Keep The Change

A sleepy southern town receives an alarming wake up call the day Fatlinda Paloka moves in. As the self proclaimed matriarch of an Albanian family she has planted roots in Greenville, Georgia, opening a pizza store with food that is so addictive, the townspeople go through shaky, manic withdrawals when they do not have it. The world is changing for the town of Greenville the same way it is changing for veteran ad man Ray Crother (Brendan Wahlers) as he sits on a bench in Central Park contemplating the depths of his unhappiness.

In Marcy Wallabout’s production of The Resistible Rise of Fatlinda Paloka and Timothy Dowd’s Crother Spyglass we meet characters struggling to find acceptance, both for themselves and for the people around them. The two partnering plays have completely different stories but similar morals at their hearts. They also share something else - the same strengths and weaknesses.

The play’s strongest elements are their relatable, relevant themes that audiences can empathize with and attach themselves to. Their shared downfall is that the characters are not yet strong enough to shoulder the full weight of these themes.

Dowd’s play, Crother Spyglass, opens the evening, introducing the audience to Ray Crothers. Ray is an unhappy man and he takes that unhappiness out on Adam (Timothy McDonough) a young boy with the kind of earnest naiveté you will only find in a recent college grad.

Adam is eager to do his best in his new job as an assistant. However, his eagerness wanes when Ray tells him the job involves performing domestic tasks for their sadistic boss. Ray has allowed this boss to humiliate him on many occasions and looks forward to seeing those humiliations passed on to someone else.

Adam and another ambitious graduate student named, Christine (Erin Leigh Schmoyer) deliver a respectable message about confidence and self worth. Though they are young, they are able to see their CEO’s ridiculous demands for what they are – ridiculous. When Ray threatens them, “you gotta do what the boss says or you’ll get fired,” they look shocked at his audacity rather than afraid for their jobs.

Christine and Adam are nicely drawn supporting characters but Ray remains a question mark throughout. He is the story’s centerpiece and yet he never develops to the point where we understand why he allows himself to be subjected to this behavior. Why has it taken several years for him to see what these kids realized in an instant? Why has it taken him so long to accept that things need to change?

In the following piece, Wallabout’s The Resistible Rise of Fatlinda Paloka, the character’s need to accept change is much more overt. A wave of immigrants has washed into a small southern town led by the boisterous Fatlinda Paloka.

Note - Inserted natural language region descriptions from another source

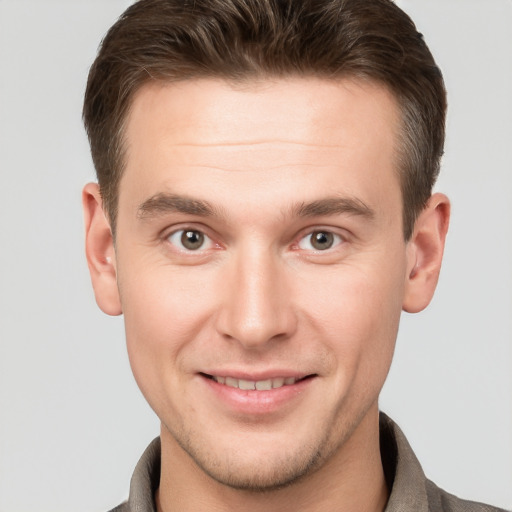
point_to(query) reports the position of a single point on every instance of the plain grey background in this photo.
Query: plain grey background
(72, 421)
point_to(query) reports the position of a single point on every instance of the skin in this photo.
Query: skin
(257, 168)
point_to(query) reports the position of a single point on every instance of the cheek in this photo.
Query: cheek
(164, 311)
(357, 314)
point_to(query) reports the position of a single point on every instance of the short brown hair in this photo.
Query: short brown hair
(171, 40)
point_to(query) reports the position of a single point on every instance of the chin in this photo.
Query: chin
(256, 469)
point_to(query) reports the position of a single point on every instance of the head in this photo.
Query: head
(242, 40)
(267, 167)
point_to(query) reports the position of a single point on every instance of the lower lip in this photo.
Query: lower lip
(253, 402)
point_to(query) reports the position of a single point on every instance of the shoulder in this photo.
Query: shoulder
(124, 507)
(442, 501)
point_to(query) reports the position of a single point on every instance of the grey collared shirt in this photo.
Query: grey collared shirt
(411, 491)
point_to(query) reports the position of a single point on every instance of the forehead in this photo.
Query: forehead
(312, 133)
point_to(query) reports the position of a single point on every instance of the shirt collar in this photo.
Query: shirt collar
(403, 472)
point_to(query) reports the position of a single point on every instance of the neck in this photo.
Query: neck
(351, 479)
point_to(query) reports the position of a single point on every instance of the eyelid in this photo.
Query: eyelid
(341, 238)
(209, 240)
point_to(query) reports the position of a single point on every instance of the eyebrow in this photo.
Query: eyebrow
(335, 206)
(161, 204)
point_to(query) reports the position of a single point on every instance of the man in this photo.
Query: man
(264, 213)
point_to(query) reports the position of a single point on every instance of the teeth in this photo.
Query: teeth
(260, 385)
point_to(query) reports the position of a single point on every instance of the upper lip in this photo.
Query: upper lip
(257, 376)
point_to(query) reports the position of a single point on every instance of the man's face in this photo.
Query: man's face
(261, 267)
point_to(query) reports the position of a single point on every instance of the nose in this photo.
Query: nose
(257, 305)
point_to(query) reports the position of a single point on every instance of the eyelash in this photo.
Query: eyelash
(175, 239)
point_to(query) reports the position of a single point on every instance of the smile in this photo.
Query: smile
(258, 385)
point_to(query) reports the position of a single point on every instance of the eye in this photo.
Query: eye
(190, 240)
(320, 240)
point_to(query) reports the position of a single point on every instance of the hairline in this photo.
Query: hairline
(402, 156)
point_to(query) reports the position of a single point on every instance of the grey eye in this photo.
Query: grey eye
(192, 240)
(320, 241)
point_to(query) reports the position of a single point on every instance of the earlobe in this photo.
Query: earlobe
(425, 253)
(99, 248)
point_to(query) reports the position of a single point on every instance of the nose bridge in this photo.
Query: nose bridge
(257, 306)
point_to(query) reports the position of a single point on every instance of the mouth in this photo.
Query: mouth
(257, 385)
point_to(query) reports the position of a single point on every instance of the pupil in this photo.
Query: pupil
(322, 240)
(192, 239)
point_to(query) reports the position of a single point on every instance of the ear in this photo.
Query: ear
(99, 249)
(425, 253)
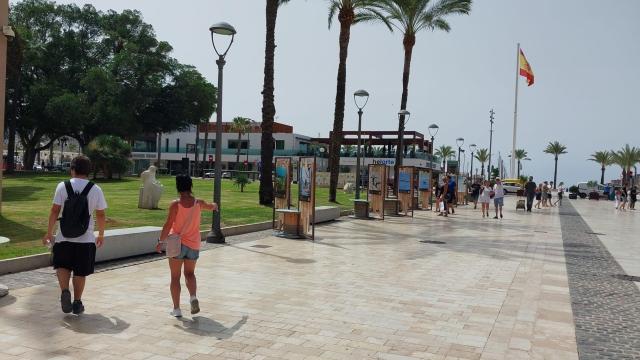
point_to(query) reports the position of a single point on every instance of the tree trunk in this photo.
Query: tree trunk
(238, 152)
(409, 41)
(268, 107)
(555, 173)
(346, 19)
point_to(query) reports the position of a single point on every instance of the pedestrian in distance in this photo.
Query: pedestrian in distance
(74, 244)
(538, 197)
(560, 194)
(475, 193)
(183, 220)
(498, 197)
(530, 192)
(485, 198)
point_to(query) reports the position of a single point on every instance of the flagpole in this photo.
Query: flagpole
(515, 116)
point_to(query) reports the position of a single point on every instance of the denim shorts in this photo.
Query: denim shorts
(187, 253)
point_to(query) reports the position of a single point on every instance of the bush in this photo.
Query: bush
(110, 155)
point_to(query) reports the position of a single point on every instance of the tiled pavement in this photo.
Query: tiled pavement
(493, 289)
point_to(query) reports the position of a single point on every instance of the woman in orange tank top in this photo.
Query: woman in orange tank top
(184, 219)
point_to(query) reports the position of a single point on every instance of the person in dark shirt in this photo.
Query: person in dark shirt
(530, 192)
(475, 193)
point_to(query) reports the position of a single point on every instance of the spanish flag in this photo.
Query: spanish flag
(525, 69)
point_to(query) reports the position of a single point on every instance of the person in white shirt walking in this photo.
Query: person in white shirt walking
(498, 197)
(74, 245)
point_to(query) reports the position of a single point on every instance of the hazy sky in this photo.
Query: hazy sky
(585, 55)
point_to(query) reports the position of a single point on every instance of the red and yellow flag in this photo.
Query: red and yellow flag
(525, 69)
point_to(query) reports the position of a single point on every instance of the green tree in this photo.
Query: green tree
(110, 155)
(240, 125)
(350, 12)
(411, 17)
(626, 157)
(482, 155)
(265, 193)
(444, 152)
(556, 149)
(520, 154)
(604, 158)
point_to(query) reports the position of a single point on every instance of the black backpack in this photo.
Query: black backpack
(75, 214)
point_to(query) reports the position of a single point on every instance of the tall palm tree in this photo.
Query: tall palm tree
(268, 104)
(604, 158)
(350, 12)
(444, 152)
(482, 155)
(411, 17)
(626, 157)
(519, 155)
(241, 126)
(556, 149)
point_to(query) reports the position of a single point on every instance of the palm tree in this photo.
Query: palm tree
(241, 126)
(626, 157)
(556, 149)
(268, 104)
(519, 155)
(350, 12)
(482, 155)
(604, 158)
(410, 17)
(444, 152)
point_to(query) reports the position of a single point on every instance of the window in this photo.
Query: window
(233, 144)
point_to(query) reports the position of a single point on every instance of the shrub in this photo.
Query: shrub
(110, 155)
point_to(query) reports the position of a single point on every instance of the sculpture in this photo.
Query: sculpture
(151, 189)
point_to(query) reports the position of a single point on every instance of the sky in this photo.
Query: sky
(584, 54)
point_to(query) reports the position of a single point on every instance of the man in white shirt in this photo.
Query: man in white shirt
(76, 254)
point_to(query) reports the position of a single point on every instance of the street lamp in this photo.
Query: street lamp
(459, 142)
(359, 97)
(472, 148)
(223, 29)
(403, 119)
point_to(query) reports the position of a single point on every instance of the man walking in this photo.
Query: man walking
(74, 248)
(530, 191)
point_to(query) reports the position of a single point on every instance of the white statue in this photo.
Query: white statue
(151, 189)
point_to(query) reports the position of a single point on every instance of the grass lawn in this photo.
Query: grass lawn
(27, 200)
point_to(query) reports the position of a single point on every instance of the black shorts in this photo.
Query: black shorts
(79, 258)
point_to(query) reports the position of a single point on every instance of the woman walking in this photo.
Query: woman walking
(538, 196)
(485, 198)
(184, 220)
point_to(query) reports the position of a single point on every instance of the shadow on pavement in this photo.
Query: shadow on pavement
(94, 324)
(203, 326)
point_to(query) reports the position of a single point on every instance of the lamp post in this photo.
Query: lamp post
(361, 95)
(459, 142)
(491, 117)
(403, 118)
(224, 29)
(472, 148)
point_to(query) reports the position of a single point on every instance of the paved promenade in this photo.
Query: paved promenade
(426, 287)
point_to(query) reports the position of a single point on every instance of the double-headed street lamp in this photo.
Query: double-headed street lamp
(459, 142)
(403, 118)
(472, 148)
(360, 96)
(224, 29)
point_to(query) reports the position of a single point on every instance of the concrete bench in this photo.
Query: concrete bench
(327, 213)
(121, 243)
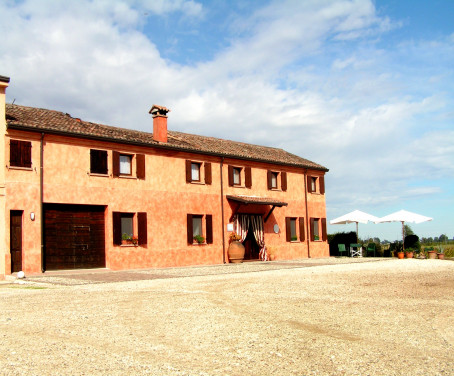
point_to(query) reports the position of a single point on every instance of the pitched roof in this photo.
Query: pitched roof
(50, 121)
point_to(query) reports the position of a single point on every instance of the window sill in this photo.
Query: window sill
(20, 168)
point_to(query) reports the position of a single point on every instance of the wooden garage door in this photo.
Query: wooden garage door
(73, 237)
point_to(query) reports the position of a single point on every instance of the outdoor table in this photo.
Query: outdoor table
(356, 252)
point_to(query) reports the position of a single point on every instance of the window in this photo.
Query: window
(274, 180)
(196, 170)
(20, 153)
(131, 224)
(238, 175)
(98, 161)
(292, 226)
(315, 229)
(125, 164)
(122, 164)
(195, 228)
(316, 184)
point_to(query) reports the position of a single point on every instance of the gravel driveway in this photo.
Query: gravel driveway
(389, 317)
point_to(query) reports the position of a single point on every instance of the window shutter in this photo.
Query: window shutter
(189, 228)
(116, 220)
(14, 156)
(230, 171)
(116, 163)
(269, 178)
(209, 233)
(312, 229)
(288, 230)
(247, 177)
(142, 228)
(208, 173)
(324, 236)
(302, 233)
(140, 166)
(309, 183)
(284, 181)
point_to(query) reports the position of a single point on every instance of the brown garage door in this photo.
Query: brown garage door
(73, 237)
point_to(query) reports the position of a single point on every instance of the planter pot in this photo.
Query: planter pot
(236, 252)
(432, 254)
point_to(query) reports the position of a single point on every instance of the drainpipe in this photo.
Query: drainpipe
(41, 200)
(307, 216)
(222, 211)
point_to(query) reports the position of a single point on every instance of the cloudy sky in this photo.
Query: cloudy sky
(362, 87)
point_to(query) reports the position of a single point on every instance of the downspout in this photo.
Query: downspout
(307, 216)
(41, 200)
(222, 211)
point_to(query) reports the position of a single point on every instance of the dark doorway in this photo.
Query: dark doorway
(16, 240)
(74, 236)
(251, 248)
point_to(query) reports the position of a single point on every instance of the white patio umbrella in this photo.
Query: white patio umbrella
(356, 216)
(404, 216)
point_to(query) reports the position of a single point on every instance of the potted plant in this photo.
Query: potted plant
(199, 239)
(236, 249)
(409, 252)
(441, 253)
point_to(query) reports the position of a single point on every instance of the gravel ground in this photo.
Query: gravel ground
(388, 317)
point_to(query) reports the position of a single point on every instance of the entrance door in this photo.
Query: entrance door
(251, 248)
(16, 240)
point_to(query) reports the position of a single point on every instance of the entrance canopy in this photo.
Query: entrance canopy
(256, 200)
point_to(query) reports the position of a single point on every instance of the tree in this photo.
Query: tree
(408, 230)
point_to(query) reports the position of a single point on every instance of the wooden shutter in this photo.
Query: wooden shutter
(209, 233)
(116, 220)
(284, 181)
(189, 229)
(188, 171)
(269, 178)
(288, 230)
(208, 178)
(142, 228)
(247, 177)
(322, 185)
(140, 166)
(116, 163)
(230, 171)
(324, 235)
(312, 229)
(309, 183)
(302, 232)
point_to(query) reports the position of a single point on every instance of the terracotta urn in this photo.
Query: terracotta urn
(236, 252)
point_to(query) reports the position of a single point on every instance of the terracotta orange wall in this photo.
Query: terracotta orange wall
(164, 195)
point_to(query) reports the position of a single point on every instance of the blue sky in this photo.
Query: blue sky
(362, 87)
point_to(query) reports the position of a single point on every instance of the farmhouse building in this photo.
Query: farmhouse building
(74, 194)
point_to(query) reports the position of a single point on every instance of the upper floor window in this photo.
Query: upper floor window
(277, 180)
(98, 161)
(195, 171)
(316, 184)
(122, 164)
(238, 175)
(20, 153)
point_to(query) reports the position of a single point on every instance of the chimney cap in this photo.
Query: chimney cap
(158, 110)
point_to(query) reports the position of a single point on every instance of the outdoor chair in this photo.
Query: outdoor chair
(342, 249)
(370, 249)
(356, 250)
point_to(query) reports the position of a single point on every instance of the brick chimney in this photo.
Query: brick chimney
(159, 114)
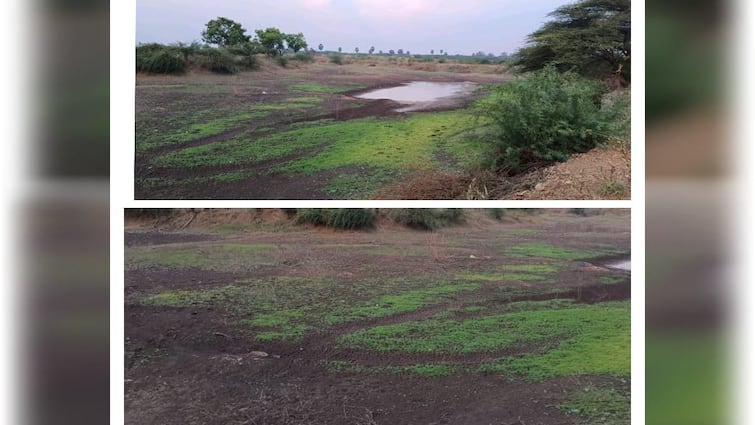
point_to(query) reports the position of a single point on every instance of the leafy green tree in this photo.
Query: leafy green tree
(547, 116)
(224, 32)
(591, 37)
(272, 41)
(295, 42)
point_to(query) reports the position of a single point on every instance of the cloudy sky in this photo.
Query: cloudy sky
(457, 26)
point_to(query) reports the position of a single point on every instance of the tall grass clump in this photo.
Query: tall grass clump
(336, 59)
(306, 57)
(351, 218)
(217, 60)
(497, 213)
(156, 58)
(428, 219)
(341, 218)
(547, 116)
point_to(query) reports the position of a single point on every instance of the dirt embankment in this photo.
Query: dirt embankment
(199, 365)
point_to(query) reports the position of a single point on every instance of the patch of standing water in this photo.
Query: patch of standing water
(420, 92)
(621, 265)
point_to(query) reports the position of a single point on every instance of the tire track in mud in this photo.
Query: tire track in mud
(323, 347)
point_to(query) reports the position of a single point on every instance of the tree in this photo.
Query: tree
(295, 42)
(591, 37)
(272, 41)
(224, 32)
(548, 116)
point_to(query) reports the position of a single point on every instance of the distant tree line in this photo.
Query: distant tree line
(227, 49)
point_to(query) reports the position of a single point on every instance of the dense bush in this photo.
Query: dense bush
(427, 219)
(336, 59)
(547, 116)
(344, 218)
(159, 59)
(350, 218)
(282, 60)
(303, 57)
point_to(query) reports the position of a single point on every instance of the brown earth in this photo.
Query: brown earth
(199, 366)
(598, 174)
(168, 96)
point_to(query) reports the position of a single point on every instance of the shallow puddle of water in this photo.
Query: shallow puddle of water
(420, 92)
(621, 265)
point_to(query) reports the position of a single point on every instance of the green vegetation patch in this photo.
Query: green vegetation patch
(225, 257)
(599, 405)
(686, 369)
(545, 250)
(197, 131)
(612, 279)
(312, 87)
(521, 272)
(361, 182)
(543, 323)
(287, 307)
(403, 302)
(596, 341)
(248, 148)
(403, 143)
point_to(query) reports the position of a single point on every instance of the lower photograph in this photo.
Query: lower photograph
(377, 316)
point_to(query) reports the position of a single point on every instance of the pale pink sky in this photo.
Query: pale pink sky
(457, 26)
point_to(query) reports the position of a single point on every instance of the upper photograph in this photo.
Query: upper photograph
(383, 99)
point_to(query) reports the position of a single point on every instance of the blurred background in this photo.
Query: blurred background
(59, 214)
(689, 177)
(60, 210)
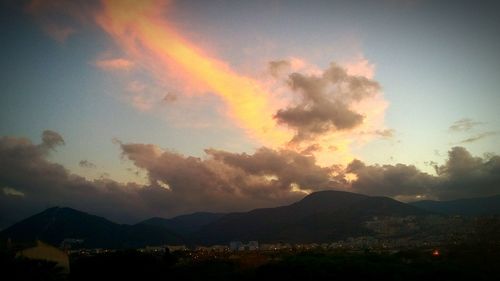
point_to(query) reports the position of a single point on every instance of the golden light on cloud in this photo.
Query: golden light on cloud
(141, 31)
(145, 35)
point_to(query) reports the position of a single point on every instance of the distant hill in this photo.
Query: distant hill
(320, 216)
(472, 206)
(184, 225)
(55, 224)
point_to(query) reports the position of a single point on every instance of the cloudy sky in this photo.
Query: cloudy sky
(131, 109)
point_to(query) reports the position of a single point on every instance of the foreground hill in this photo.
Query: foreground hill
(56, 224)
(471, 206)
(320, 216)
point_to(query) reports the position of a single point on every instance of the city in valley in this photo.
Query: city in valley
(249, 140)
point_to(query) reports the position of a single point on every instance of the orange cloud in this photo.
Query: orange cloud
(141, 31)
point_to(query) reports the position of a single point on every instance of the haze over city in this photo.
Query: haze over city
(136, 109)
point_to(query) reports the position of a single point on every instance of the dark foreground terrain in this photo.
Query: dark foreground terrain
(464, 262)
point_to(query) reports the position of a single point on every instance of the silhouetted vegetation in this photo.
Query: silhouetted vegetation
(460, 262)
(23, 269)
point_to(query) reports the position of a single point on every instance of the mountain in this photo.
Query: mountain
(184, 225)
(320, 216)
(56, 224)
(472, 206)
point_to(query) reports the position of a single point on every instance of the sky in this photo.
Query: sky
(131, 109)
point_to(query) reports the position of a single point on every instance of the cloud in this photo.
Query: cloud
(390, 180)
(51, 139)
(115, 64)
(178, 184)
(277, 67)
(86, 164)
(59, 18)
(465, 124)
(387, 133)
(326, 102)
(221, 181)
(479, 137)
(462, 176)
(170, 98)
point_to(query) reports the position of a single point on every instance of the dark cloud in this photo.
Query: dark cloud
(86, 164)
(25, 170)
(221, 181)
(390, 180)
(479, 137)
(325, 103)
(30, 183)
(465, 124)
(462, 176)
(51, 139)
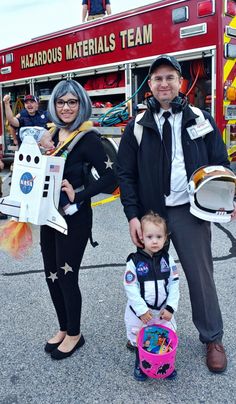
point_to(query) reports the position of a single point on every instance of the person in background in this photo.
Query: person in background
(154, 170)
(151, 284)
(93, 9)
(69, 109)
(2, 215)
(29, 116)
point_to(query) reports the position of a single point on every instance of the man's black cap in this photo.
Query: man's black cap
(165, 60)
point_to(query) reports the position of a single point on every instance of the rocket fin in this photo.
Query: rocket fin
(10, 207)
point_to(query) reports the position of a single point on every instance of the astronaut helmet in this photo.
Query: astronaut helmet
(211, 193)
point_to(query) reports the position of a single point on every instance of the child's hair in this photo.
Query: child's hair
(152, 217)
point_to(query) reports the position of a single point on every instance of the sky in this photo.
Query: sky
(22, 20)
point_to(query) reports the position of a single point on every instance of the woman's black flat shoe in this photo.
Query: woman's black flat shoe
(51, 347)
(56, 354)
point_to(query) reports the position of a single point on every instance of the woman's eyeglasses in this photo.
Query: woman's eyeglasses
(70, 103)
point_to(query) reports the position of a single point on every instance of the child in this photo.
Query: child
(2, 215)
(151, 283)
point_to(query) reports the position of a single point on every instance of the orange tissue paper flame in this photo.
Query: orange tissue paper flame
(15, 238)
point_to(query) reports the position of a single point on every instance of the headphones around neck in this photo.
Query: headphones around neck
(178, 104)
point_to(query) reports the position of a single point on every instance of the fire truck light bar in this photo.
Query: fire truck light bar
(193, 30)
(9, 58)
(205, 8)
(180, 14)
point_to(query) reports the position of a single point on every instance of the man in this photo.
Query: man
(154, 177)
(93, 9)
(29, 116)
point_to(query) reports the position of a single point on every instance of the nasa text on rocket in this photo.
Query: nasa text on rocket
(35, 187)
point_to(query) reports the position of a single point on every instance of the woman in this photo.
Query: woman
(70, 108)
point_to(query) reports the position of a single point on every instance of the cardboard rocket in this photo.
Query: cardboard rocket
(35, 187)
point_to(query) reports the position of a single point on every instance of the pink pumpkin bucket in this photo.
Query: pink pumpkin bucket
(157, 347)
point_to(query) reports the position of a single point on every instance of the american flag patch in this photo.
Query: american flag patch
(54, 168)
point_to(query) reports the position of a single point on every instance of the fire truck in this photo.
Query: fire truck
(111, 56)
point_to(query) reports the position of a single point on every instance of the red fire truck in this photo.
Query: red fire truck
(110, 58)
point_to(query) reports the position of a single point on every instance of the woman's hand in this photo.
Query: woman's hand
(146, 317)
(135, 232)
(67, 187)
(165, 315)
(46, 141)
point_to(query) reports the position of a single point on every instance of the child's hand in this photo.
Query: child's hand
(146, 317)
(165, 315)
(67, 187)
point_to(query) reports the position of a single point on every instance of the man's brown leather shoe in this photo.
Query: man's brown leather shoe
(216, 358)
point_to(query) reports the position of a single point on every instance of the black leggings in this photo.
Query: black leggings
(62, 256)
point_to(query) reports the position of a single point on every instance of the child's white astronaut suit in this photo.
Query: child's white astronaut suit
(151, 283)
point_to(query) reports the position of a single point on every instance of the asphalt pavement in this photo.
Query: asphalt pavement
(102, 370)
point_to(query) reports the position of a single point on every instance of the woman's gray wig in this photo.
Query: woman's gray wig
(62, 88)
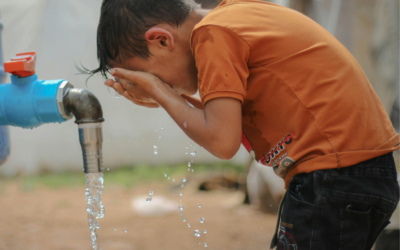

Fatlinda hints at a mysterious past, yet we never get more than a vague sense of what that past is. We also do not get a clear sense of who she is: a colorful character or a heartless witch? Does her family love and respect her drive to succeed or fear and hate her strong personality? And what should we, the viewer, feel towards her? Is she putting drugs in her pizza or merely displaying some superior cooking skills to bridge the cultural gap? Without knowing her true intentions it is hard to know if we should root for her success or hope for her failure.

Dowd and Wallabout’s plays feel like they have a lot to say, but they haven’t allocated their time well enough to say it. In Crother Spyglass more time is needed to get a handle on Ray Crothers’s true personality, and in The Resistible Rise of Fatlinda too much time is spent on sight gags and side stories that distract from the central plot.

The two productions have important social messages that they are trying to deliver. The themes are there and they are good themes, they just need stronger, clearer main characters to embody them.